13 maggio 2023 Pollenzo – “Forum sul lavoro nella società attiva”
POLLENZO Si è aperto ieri il Forum sul lavoro nella società attiva, la due giorni di Pollenzo con oltre 100 direttori risorse umane delle più importanti aziende italiane e multinazionali per confrontarsi con le istituzioni e le organizzazioni sindacali e imprenditoriali.
L’evento, giunto alla seconda edizione, si tiene nella sede dell’Università di scienze gastronomiche ed è organizzato da Jobslab synergie.

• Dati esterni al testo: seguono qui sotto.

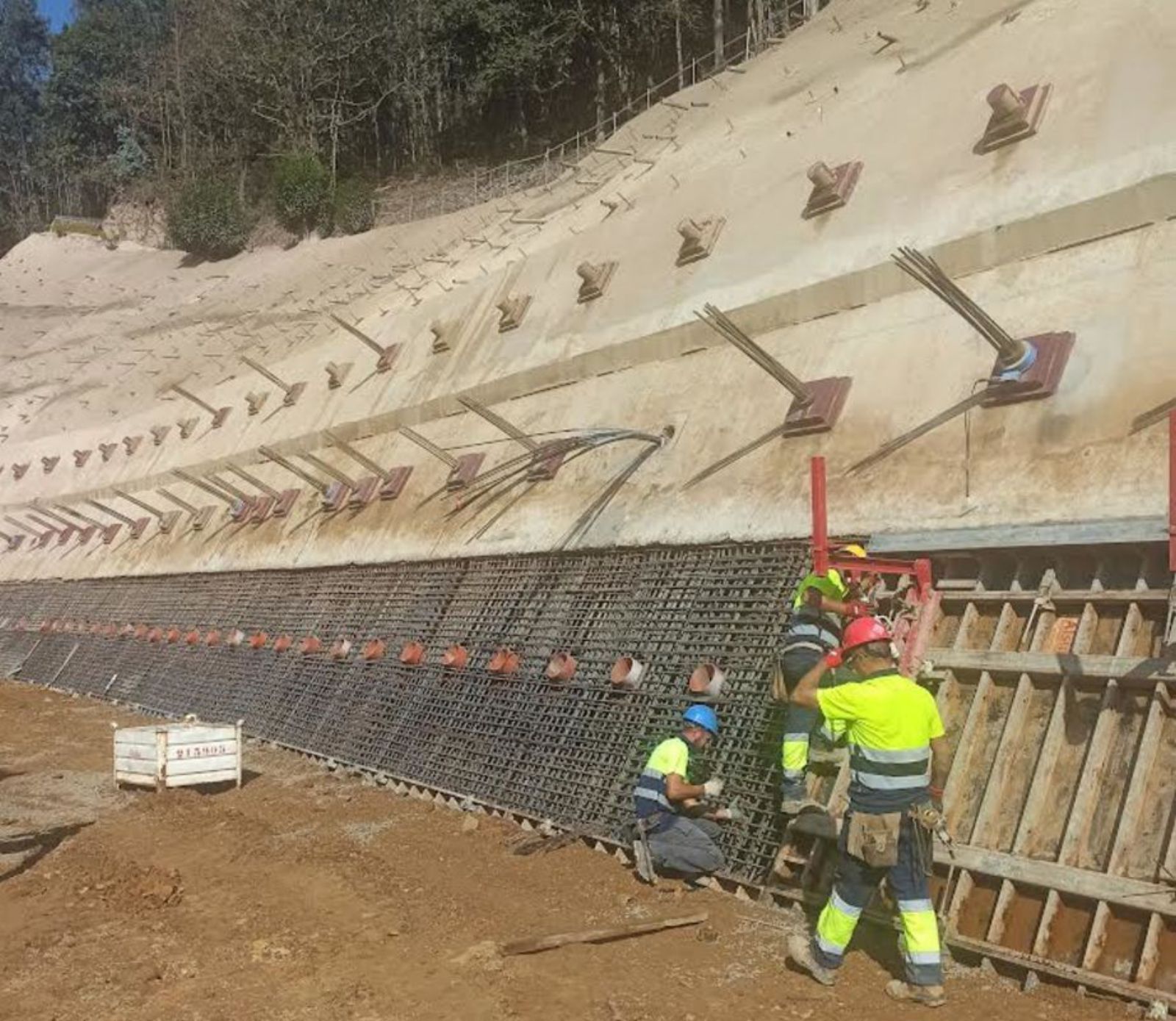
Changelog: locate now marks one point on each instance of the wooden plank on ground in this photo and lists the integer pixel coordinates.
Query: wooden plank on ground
(537, 944)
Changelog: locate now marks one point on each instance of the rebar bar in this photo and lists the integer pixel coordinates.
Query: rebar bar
(140, 504)
(198, 401)
(717, 320)
(429, 445)
(359, 334)
(262, 487)
(262, 370)
(329, 470)
(184, 505)
(927, 272)
(358, 456)
(499, 423)
(211, 490)
(294, 470)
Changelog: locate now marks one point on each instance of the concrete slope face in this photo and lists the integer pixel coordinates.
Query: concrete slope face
(551, 456)
(1064, 232)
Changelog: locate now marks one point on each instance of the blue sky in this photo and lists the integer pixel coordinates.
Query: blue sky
(57, 11)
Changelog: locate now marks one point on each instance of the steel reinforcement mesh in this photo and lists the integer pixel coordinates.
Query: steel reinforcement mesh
(564, 750)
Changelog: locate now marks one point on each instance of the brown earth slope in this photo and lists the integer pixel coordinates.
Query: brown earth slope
(306, 895)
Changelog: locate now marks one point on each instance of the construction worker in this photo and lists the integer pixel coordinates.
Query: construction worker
(674, 832)
(899, 764)
(820, 605)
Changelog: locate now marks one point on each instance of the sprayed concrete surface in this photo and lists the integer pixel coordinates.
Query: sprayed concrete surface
(306, 895)
(1067, 231)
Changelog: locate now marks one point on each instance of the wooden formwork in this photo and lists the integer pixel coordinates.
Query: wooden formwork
(1056, 688)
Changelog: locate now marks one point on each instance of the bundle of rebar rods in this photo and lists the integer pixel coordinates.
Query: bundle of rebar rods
(717, 320)
(927, 272)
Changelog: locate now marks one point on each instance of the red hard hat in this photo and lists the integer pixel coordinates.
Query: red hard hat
(864, 631)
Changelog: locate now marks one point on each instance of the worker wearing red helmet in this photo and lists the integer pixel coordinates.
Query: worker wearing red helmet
(820, 607)
(899, 764)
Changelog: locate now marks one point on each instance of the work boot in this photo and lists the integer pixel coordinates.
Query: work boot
(927, 995)
(644, 861)
(801, 952)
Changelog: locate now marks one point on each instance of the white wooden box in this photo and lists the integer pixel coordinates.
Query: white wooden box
(178, 754)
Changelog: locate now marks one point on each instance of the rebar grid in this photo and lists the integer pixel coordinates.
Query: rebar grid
(567, 750)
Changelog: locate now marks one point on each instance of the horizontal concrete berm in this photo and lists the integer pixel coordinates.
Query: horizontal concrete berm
(646, 353)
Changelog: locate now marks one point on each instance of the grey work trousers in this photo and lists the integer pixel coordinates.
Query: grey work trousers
(687, 846)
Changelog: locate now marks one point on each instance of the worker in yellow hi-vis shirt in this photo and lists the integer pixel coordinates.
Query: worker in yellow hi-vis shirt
(899, 764)
(675, 832)
(821, 605)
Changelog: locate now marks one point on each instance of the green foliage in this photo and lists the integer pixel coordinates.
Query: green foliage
(352, 209)
(206, 219)
(301, 187)
(129, 160)
(143, 92)
(24, 64)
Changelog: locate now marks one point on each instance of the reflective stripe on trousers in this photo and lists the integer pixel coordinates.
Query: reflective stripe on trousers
(853, 888)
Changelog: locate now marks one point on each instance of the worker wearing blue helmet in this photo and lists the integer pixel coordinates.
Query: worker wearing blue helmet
(676, 829)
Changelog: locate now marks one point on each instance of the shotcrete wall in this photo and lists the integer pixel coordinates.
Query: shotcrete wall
(1066, 231)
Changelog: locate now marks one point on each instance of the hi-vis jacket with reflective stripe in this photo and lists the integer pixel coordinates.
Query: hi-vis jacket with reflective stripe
(891, 723)
(811, 628)
(673, 756)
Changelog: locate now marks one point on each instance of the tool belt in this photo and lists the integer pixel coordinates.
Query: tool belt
(874, 839)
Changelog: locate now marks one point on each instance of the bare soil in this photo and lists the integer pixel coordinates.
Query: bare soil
(311, 895)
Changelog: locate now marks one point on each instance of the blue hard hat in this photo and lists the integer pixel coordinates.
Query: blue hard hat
(703, 717)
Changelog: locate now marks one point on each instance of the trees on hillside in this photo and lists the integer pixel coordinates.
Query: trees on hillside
(176, 90)
(24, 66)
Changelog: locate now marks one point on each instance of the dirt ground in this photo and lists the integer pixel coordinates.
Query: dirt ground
(312, 895)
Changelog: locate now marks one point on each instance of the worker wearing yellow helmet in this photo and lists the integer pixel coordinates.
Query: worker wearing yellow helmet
(821, 605)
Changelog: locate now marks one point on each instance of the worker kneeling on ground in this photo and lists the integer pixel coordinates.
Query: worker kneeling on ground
(899, 762)
(820, 606)
(675, 833)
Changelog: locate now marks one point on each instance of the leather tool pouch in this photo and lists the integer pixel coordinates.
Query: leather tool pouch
(874, 839)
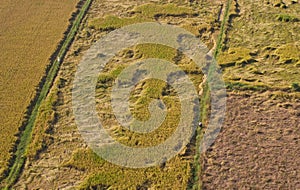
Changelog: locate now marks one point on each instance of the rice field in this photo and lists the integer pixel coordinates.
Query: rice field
(29, 34)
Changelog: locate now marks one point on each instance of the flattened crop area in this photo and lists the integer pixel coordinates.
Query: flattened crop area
(29, 33)
(58, 156)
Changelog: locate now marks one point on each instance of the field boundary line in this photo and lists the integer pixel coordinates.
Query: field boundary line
(57, 58)
(205, 104)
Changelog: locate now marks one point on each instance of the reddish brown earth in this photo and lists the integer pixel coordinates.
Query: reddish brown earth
(258, 147)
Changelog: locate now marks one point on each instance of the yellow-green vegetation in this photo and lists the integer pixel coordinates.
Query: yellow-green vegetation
(42, 126)
(174, 175)
(85, 168)
(143, 13)
(289, 53)
(113, 22)
(268, 53)
(176, 172)
(25, 137)
(235, 57)
(27, 38)
(153, 10)
(287, 18)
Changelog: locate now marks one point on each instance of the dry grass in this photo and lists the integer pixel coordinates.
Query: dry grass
(84, 168)
(30, 31)
(266, 48)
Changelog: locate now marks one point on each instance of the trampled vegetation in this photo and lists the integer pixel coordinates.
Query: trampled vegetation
(256, 44)
(27, 38)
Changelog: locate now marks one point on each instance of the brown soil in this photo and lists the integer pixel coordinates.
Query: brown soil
(258, 146)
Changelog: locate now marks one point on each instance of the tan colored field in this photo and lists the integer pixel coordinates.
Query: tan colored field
(29, 33)
(58, 149)
(258, 146)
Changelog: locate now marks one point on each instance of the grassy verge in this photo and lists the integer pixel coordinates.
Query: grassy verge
(25, 138)
(204, 107)
(222, 30)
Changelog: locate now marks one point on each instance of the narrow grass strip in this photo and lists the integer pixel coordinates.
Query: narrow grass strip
(25, 138)
(205, 104)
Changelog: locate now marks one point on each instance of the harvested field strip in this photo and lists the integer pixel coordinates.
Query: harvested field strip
(20, 156)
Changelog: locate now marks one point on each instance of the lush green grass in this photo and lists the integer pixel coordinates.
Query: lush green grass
(20, 156)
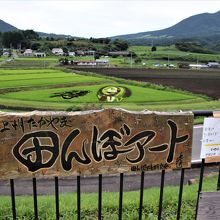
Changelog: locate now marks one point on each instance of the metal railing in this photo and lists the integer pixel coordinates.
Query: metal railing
(120, 206)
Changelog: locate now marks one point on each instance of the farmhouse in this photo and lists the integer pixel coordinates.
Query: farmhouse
(39, 54)
(213, 65)
(119, 53)
(198, 66)
(28, 52)
(57, 51)
(102, 62)
(86, 63)
(6, 54)
(72, 54)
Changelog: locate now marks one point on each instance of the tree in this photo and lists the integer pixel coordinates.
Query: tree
(154, 48)
(120, 45)
(30, 35)
(35, 46)
(12, 38)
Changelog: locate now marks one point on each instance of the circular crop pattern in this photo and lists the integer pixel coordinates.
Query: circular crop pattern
(113, 93)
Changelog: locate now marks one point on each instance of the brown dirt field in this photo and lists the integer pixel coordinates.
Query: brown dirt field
(206, 82)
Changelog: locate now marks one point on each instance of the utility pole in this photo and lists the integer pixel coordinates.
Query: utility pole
(131, 60)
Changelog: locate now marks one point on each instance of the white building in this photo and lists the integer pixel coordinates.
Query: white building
(28, 52)
(39, 54)
(102, 62)
(197, 66)
(213, 64)
(72, 54)
(57, 51)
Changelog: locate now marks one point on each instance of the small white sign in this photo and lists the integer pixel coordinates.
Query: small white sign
(211, 138)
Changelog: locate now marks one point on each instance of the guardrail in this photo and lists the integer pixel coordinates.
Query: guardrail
(120, 206)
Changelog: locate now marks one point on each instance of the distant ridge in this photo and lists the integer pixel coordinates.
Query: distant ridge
(4, 27)
(201, 25)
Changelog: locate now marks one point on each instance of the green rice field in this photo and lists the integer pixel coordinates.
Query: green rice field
(47, 89)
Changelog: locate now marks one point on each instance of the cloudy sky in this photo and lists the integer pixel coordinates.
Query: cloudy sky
(100, 18)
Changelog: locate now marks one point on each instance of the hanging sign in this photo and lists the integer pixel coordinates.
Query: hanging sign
(93, 142)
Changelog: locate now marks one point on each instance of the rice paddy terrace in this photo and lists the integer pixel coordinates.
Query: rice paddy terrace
(55, 89)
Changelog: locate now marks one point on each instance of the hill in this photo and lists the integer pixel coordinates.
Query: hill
(4, 27)
(198, 26)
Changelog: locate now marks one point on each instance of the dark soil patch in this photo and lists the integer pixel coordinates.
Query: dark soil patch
(8, 90)
(196, 81)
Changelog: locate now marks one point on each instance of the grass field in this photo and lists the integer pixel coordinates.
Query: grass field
(38, 88)
(89, 204)
(30, 63)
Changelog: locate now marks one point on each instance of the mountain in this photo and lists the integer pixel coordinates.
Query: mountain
(42, 34)
(201, 25)
(4, 27)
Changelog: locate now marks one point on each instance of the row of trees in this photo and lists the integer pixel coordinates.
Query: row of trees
(18, 39)
(24, 39)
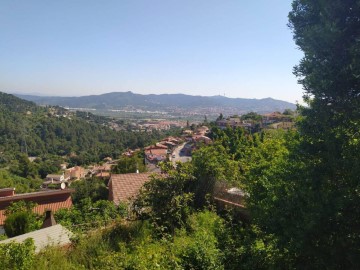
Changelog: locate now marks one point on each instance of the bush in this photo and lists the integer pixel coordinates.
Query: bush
(17, 256)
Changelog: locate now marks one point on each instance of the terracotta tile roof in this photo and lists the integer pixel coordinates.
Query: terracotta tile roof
(53, 200)
(56, 235)
(122, 187)
(157, 152)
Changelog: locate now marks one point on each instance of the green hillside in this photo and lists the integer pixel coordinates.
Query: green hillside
(36, 131)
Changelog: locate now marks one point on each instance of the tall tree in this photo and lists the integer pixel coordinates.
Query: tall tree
(328, 32)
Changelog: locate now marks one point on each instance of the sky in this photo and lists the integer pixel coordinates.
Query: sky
(235, 48)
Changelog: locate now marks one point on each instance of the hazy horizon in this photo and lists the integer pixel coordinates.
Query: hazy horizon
(206, 48)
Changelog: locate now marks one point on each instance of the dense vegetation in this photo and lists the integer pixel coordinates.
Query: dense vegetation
(301, 187)
(54, 135)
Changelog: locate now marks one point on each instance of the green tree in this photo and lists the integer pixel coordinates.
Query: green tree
(328, 34)
(306, 200)
(20, 218)
(17, 256)
(166, 201)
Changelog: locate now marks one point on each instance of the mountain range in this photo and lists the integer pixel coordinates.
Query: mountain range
(165, 102)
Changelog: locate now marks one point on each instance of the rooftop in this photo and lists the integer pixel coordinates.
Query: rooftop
(122, 187)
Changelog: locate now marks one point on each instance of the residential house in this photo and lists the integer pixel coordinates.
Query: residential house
(124, 187)
(75, 173)
(53, 178)
(48, 199)
(56, 235)
(155, 153)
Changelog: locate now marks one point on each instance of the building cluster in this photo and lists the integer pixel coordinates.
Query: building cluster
(275, 120)
(160, 151)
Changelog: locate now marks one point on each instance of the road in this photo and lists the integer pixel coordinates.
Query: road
(178, 155)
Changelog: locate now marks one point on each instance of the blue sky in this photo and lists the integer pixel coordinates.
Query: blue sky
(200, 47)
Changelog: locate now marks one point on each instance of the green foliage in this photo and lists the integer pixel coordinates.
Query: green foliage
(17, 224)
(17, 256)
(20, 219)
(166, 201)
(36, 131)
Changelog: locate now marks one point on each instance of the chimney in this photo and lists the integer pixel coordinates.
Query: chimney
(49, 219)
(7, 192)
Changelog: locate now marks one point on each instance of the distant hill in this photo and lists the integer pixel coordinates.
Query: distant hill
(28, 128)
(165, 102)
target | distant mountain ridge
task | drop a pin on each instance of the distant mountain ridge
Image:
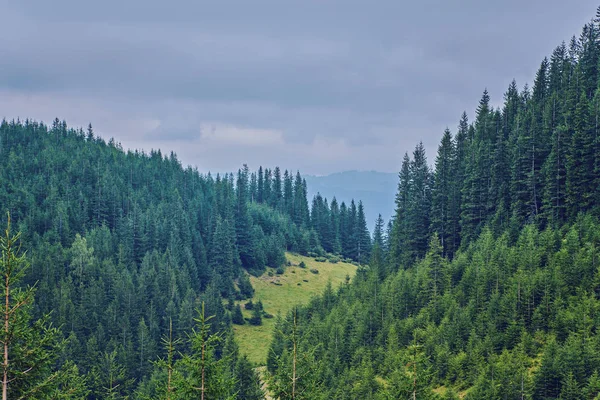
(377, 190)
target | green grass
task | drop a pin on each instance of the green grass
(254, 341)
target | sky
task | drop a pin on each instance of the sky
(316, 86)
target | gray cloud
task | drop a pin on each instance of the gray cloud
(318, 86)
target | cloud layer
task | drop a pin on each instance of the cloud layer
(319, 86)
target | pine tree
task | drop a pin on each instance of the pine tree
(441, 220)
(31, 348)
(419, 204)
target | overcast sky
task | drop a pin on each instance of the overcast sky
(319, 86)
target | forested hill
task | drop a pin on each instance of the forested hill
(125, 245)
(487, 285)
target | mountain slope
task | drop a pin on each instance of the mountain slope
(375, 189)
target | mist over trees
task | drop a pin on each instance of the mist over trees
(486, 285)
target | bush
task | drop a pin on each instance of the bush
(237, 317)
(333, 259)
(256, 317)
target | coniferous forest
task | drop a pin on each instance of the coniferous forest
(121, 269)
(486, 284)
(125, 248)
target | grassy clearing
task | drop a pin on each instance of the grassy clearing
(279, 293)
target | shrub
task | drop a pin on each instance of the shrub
(256, 317)
(237, 317)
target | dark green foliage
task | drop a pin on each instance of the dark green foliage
(30, 347)
(487, 284)
(256, 318)
(126, 242)
(236, 315)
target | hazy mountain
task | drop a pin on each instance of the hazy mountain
(376, 190)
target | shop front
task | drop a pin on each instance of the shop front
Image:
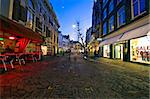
(140, 50)
(18, 38)
(118, 51)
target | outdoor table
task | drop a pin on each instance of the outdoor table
(17, 57)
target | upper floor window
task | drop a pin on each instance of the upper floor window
(104, 14)
(111, 6)
(105, 28)
(111, 24)
(138, 7)
(118, 1)
(121, 16)
(104, 2)
(30, 3)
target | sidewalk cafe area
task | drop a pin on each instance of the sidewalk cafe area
(18, 44)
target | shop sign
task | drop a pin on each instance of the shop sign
(140, 50)
(106, 51)
(44, 50)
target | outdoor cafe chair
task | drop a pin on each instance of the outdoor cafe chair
(5, 60)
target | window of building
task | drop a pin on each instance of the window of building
(111, 6)
(121, 16)
(111, 24)
(30, 19)
(105, 28)
(30, 3)
(118, 1)
(104, 2)
(104, 14)
(138, 7)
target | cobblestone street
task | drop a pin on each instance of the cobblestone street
(62, 78)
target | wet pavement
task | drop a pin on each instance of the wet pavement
(60, 77)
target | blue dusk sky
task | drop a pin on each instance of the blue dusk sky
(70, 11)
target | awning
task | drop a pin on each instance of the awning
(135, 33)
(9, 26)
(111, 40)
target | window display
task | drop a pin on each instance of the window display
(140, 49)
(106, 51)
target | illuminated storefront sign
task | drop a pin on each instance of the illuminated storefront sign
(44, 50)
(118, 51)
(140, 50)
(106, 51)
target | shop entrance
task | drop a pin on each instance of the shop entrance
(118, 51)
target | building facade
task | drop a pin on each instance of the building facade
(125, 30)
(31, 22)
(66, 43)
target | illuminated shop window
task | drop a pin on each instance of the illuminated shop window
(111, 6)
(121, 16)
(111, 24)
(138, 7)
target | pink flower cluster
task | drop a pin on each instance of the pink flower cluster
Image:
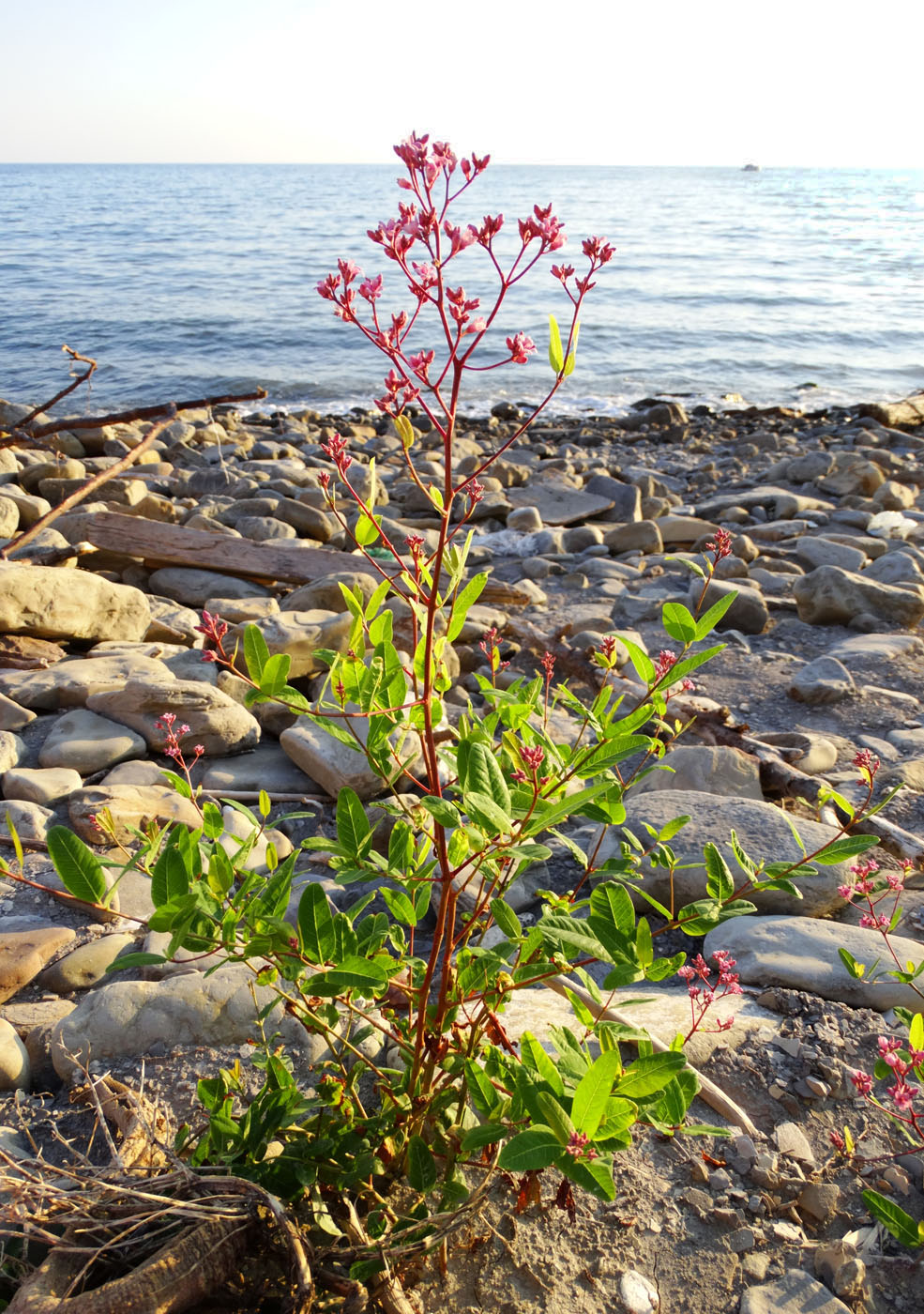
(704, 994)
(868, 764)
(865, 884)
(579, 1146)
(167, 723)
(423, 222)
(720, 544)
(214, 630)
(901, 1094)
(664, 664)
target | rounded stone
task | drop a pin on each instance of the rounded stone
(84, 966)
(88, 742)
(15, 1067)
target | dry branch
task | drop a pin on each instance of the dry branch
(127, 417)
(84, 490)
(65, 391)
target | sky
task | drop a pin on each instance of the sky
(583, 82)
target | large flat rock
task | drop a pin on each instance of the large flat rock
(52, 604)
(558, 503)
(801, 953)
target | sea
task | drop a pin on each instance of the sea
(798, 286)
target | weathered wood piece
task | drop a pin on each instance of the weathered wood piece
(897, 414)
(160, 544)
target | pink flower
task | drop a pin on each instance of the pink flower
(520, 347)
(867, 761)
(901, 1094)
(862, 1081)
(579, 1146)
(720, 544)
(371, 288)
(598, 250)
(336, 450)
(420, 363)
(348, 269)
(328, 286)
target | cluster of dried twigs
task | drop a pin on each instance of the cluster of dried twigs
(165, 1238)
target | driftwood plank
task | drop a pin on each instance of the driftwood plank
(160, 544)
(176, 545)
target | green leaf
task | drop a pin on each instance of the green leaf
(489, 815)
(400, 906)
(650, 1074)
(709, 619)
(644, 667)
(572, 354)
(479, 772)
(891, 1215)
(79, 869)
(421, 1172)
(677, 621)
(699, 917)
(535, 1057)
(462, 604)
(916, 1033)
(483, 1094)
(719, 877)
(354, 827)
(555, 354)
(644, 948)
(367, 531)
(594, 1091)
(256, 653)
(487, 1134)
(441, 810)
(532, 1150)
(170, 878)
(506, 919)
(848, 847)
(315, 924)
(742, 858)
(354, 972)
(612, 904)
(275, 674)
(854, 968)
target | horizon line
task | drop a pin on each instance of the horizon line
(214, 163)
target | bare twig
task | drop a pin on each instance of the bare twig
(85, 489)
(78, 381)
(130, 416)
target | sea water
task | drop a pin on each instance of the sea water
(796, 286)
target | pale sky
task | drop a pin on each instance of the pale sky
(585, 82)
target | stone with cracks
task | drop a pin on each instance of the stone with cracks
(832, 597)
(216, 722)
(801, 953)
(52, 604)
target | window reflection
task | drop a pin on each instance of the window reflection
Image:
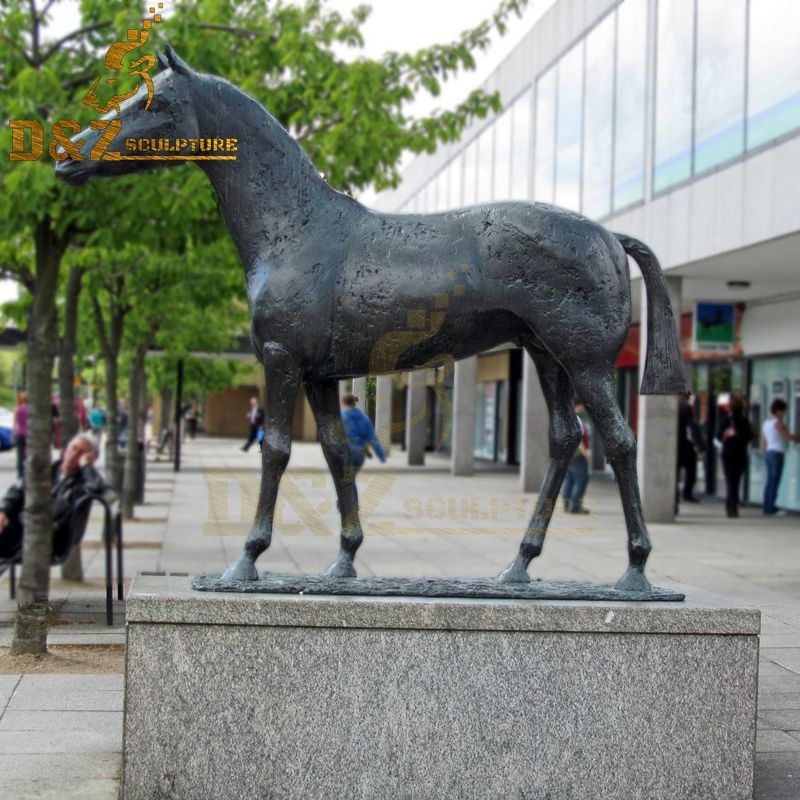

Al centro della due giorni i temi legati all’attualità politica ed economica.
Programma
Saluto di Alberto Cirio, Presidente Regione Piemonte
Saluto di Ezio Raviola, Presidente della Fondazione CRC 10:00 – 13:00 – Conclusione del seminario:
“UN’AGENDA PER IL LAVORO”
Presiede: Alberto Orioli, Vicedirettore Sole24Ore
Introduce: Maurizio Sacconi, Presidente Associazione Amici di Marco Biagi
che ne discute con:
Cesare Damiano, già Ministro del Lavoro
Guido Saracco, Rettore del Politecnico di Torino
Giulio Romani, Segretario Confederale Cisl
Lino Enrico Stoppani, Presidente della Federazione Italiana dei Pubblici Esercizi F.I.P.E – Confcommercio
Alberto Mingardi, Direttore Istituto Bruno Leoni
Marco Gay, Presidente Confindustria Piemonte
Conclusioni di Marina Calderone, Ministro del Lavoro e delle Politiche Sociali
Intervento del Presidente
I temi del Lavoro non sono mai stati d’attualità come in questo momento, capaci di alimentare addirittura una crisi diplomatica tra due nazioni amiche -Italia e Spagna- dopo le dichiarazioni della Vicepremier e Ministra del Lavoro spagnola Yolanda Diaz, che ha criticato il nostro D.L. Lavoro, considerato contro i lavoratori per il rischio di nuova precarietà che alimenterebbe.
Nel suo intervento, poi, il Prof. Sacconi ha addirittura richiamato il Vangelo, in alcuni passi che riguardano i valori del Lavoro; io mi limito a citare Papa Francesco, particolarmente sensibile su questi temi.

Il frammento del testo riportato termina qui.